RFC: Common Fact Model

Foreman has always been an open platform for multiple configuration systems. Most of these report something what we generally refer as “facts”. Today, Foreman stores all facts into a single heap and uses “type” column to differentiate fact source (STI). This approach works well if you only use one fact source, e.g. ansible or puppet, but the moment you install Katello, RHSM gets into the bunch and things are funky. You end up seeing the same data presented in via two different path with slightly different results.

We currently store facts in a SQL way which can quickly get out of control when there are servers in the infrastructure which has many NICs, drives or when you use linux bridging for VMs or containers. In these cases, fact tables can grow and consume precious SQL resources and we have learned that many users don’t even use facts.

We have introduced fact name blacklisting which prevents from storing some offenders, but as we were adding more and more facts into the list, I have actually realized that we should be whitelisting instead of blacklisting. Thus the proposal.

Meet CFM: Common Fact Model

I would like to find the common denominator for all major configuration management systems Puppet and Ansible as well as Red Hat Subscription Manager facts. We would build a list of facts which are always enabled by default and I would create transformation API and implementations for Puppet, Ansible and RHSM to store those facts in a common way.

Every single fact should be researched and carefully evaluated because we need to make sure values have some important properties:

  • Format. This is the most obvious one - a good example is OS or kernel version. Some sources report “5.7.0-0.rc2.1.fc33.x86_64”, others just “5.7.0” or they include release like “5.7.0-rc2”. If there is a sensible common unit (e.g. seconds, days, hours, bytes) the code must convert it. For unique things like kernel or OS version there must be some heuristics to extract the most important bits.
  • Stability. Volatile facts like Puppet’s uptime presents an unwanted load on Foreman for no reason as they change every single fact upload. The form “42 hours” or even “56473612854 seconds since epoch” are wrong, we need to actually report boot time in UTC since epoch and convert this to human readable time when presenting the fact.
  • Importance. If we have idea what’s the most important for you guys, Foreman could store volatile facts separately for example only in Redis, or just as a simple text/JSON object in SQL database which is much cheaper to store than facts in normal form.

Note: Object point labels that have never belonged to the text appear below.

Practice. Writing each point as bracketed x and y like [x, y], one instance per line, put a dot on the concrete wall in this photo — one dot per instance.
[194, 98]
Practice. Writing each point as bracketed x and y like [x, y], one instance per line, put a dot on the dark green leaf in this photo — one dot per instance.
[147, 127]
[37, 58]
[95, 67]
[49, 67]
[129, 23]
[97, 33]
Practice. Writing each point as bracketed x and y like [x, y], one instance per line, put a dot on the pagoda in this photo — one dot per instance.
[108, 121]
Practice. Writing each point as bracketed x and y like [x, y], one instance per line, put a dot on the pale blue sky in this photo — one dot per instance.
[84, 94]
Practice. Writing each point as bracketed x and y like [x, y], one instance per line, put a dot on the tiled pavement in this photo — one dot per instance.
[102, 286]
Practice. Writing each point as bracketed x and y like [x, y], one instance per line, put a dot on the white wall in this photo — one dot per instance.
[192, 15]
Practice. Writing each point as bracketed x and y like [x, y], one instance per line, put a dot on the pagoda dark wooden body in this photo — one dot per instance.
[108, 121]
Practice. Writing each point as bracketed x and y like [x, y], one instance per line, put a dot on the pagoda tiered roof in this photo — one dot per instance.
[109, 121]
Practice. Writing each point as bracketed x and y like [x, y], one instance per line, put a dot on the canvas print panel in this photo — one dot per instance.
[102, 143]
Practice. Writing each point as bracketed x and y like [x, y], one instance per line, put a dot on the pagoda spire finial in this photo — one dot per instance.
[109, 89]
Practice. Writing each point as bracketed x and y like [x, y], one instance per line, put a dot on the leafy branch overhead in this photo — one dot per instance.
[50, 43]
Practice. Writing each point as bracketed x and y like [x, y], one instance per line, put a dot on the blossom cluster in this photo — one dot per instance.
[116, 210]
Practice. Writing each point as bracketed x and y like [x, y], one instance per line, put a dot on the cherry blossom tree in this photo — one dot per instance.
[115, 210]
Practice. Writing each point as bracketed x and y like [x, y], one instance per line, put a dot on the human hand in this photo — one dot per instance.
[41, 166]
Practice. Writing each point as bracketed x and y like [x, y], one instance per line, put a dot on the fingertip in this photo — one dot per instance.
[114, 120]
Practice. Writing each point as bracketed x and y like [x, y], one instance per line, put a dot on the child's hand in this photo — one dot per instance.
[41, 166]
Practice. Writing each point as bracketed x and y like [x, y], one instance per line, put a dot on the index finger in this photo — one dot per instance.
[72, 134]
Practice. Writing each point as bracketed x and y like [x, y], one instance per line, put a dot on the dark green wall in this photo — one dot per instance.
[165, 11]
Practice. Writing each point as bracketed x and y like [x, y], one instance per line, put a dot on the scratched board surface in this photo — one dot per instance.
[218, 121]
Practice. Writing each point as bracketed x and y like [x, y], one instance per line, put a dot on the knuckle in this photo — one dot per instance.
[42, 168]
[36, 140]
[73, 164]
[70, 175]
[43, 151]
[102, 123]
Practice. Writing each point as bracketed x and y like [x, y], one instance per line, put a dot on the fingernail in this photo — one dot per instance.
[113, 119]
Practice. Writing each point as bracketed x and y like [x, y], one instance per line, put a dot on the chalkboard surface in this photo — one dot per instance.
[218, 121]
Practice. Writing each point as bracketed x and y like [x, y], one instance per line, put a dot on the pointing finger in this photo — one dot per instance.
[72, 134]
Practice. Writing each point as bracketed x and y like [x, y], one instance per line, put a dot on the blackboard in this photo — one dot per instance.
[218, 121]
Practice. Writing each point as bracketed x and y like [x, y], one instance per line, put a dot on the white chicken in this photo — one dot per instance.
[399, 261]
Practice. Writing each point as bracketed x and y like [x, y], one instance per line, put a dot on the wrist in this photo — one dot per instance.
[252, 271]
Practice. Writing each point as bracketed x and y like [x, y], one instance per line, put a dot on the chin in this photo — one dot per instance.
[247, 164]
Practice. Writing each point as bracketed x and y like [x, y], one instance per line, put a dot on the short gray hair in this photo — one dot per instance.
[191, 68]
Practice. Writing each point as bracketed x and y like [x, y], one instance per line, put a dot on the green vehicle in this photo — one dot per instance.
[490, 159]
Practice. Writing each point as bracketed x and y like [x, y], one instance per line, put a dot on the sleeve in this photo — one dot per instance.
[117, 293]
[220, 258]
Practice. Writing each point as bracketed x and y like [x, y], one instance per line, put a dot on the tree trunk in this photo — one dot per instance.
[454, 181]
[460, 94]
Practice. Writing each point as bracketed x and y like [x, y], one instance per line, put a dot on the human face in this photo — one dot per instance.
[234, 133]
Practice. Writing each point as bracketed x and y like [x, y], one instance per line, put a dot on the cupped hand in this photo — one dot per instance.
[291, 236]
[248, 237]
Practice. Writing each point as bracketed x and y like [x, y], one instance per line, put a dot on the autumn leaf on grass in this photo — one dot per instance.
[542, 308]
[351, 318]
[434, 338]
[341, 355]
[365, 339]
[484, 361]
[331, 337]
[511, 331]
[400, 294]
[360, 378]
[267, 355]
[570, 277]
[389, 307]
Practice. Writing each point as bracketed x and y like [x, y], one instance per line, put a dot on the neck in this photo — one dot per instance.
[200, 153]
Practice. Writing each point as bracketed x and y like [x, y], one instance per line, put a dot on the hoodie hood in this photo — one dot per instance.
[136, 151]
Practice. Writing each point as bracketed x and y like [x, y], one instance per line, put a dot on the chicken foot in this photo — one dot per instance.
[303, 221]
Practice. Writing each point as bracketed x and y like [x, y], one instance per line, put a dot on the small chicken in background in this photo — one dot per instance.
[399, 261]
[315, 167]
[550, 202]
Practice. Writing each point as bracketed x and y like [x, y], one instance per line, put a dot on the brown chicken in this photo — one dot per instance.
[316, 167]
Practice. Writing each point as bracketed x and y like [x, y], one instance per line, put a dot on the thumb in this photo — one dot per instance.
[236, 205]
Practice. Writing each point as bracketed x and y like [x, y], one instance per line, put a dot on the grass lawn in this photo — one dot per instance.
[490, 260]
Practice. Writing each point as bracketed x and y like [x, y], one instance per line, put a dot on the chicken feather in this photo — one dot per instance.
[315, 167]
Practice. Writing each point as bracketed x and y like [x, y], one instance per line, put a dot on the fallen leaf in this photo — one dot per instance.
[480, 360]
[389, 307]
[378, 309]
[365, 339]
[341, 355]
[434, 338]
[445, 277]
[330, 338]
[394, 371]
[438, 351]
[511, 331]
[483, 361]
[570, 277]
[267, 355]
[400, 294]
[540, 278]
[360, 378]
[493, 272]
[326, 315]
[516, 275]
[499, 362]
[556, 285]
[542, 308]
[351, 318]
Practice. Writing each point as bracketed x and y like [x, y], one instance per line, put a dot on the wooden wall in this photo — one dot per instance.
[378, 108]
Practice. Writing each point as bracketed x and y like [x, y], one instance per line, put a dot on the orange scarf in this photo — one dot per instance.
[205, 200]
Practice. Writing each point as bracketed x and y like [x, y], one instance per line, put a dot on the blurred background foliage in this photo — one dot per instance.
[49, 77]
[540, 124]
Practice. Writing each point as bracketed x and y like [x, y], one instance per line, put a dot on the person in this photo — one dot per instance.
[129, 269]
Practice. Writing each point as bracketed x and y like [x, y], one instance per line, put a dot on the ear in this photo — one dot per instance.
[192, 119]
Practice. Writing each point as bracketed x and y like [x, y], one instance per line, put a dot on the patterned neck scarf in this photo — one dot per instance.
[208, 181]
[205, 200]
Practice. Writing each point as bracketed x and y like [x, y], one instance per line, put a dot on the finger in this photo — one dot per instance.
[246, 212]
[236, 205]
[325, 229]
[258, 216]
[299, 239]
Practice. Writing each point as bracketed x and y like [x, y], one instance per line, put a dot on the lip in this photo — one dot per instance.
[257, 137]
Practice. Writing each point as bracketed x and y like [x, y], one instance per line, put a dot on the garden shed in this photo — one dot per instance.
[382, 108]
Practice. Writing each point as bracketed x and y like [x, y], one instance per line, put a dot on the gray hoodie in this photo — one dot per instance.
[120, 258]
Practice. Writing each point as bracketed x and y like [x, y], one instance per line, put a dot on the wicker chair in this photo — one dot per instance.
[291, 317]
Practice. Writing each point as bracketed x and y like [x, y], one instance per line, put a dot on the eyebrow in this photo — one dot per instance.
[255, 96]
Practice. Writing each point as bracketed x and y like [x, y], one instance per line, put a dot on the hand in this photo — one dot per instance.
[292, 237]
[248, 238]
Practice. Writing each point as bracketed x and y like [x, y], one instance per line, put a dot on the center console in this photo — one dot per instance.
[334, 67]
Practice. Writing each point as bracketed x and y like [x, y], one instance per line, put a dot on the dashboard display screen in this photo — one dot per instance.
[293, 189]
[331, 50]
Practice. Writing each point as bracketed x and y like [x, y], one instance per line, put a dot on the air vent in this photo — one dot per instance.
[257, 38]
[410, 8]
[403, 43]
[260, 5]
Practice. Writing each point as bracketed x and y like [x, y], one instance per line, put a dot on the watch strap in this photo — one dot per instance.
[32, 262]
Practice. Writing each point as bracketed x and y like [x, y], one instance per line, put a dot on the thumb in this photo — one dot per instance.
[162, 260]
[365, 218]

We would like to continue storing CFM (important facts) in the current SQL normal form which is very user friendly when it comes to searching. Users would be still able to use searching capabilities in UI, CLI, API and inventory. However volatile facts (the rest actually) we would just store in a way it could be only retrieved for individual hosts (all of them). Also there would be no transformations applied to them, so one could fetch the original (unchanged) facts from all systems.

Please help me to undesrtand which facts are the most important for your workflows and fill in this simple form. I ask to give a list of facts which you think are important in a way that you want these to be presented in the UI/CLI or you absolutely cannot live without them when using Foreman as cfgmgmg inventory source.

If you use multiple technologies (Puppet, Ansible, RHSM), fill it in multiple times.

Thanks

1 Like

In general, I like the direction. Few important things to mention. We already have Common Fact Model, it’s reported data facet model which currently stores normalized values, each value is one column. Here’s the list:

  • boot_time: datetime
  • virtual: boolean,
  • sockets: integer,
  • cores: integer,
  • ram: integer

See that we don’t store any volatilie fact so far, uptime is calculated based on boot_time, which does not change with every upload.

These facts get updated by any source (ansible, puppet, rhsm, chef, salt) thanks to this and this code. Here we document (by comment only) what unit or format we expect from every parser. Adding more facts is rather trivial, as could be seen in this PR. It adds 4 new common facts, just ignore first two files, that was refactoring.

I can see that the storage or model may not be optimal and I’d be happy to change that if needed, however the reported data facet should still represent the Common Facts for the host.

3 Likes

Yes, I know these exists as you pointed it out already. I believe we should still store common facts and adopt whitelisting. This is how I see the three levels of facts:

  • Core facts. The ones you have described, stored with proper type and ideal for searching or even sorting. We would probably implement only a small portion (probably up to dozen) of them over time. These are stored in factet in their respective database fields, meaning fast searching and even sorting is possible.
  • Common facts. Those I have described - whitelisted and carefully selected facts which would include the core facts but add more like operating system, kernel version and similar. My wild guess is we would have two or three dozens of them over time. We should still transform them into reasonable units and format (e.g. kernel version to X.Y.Z). These would be stored in our fact name and value tables, therefore little bit more expensive to update but searchable.
  • Arbitrary facts. All the rest would be stored separately, in a JSON or text blob which is fast to update but unable to search via indices (only tablescan). We would keep a copy from every client, e.g. Puppet, Ansible or RHSM.

See, my proposal does not try to reinvent the wheel here. I am trying to improve what we already have and trying to have a nice out-of-box experience even on deployments where there are thousands of clients all reporting via multiple channels.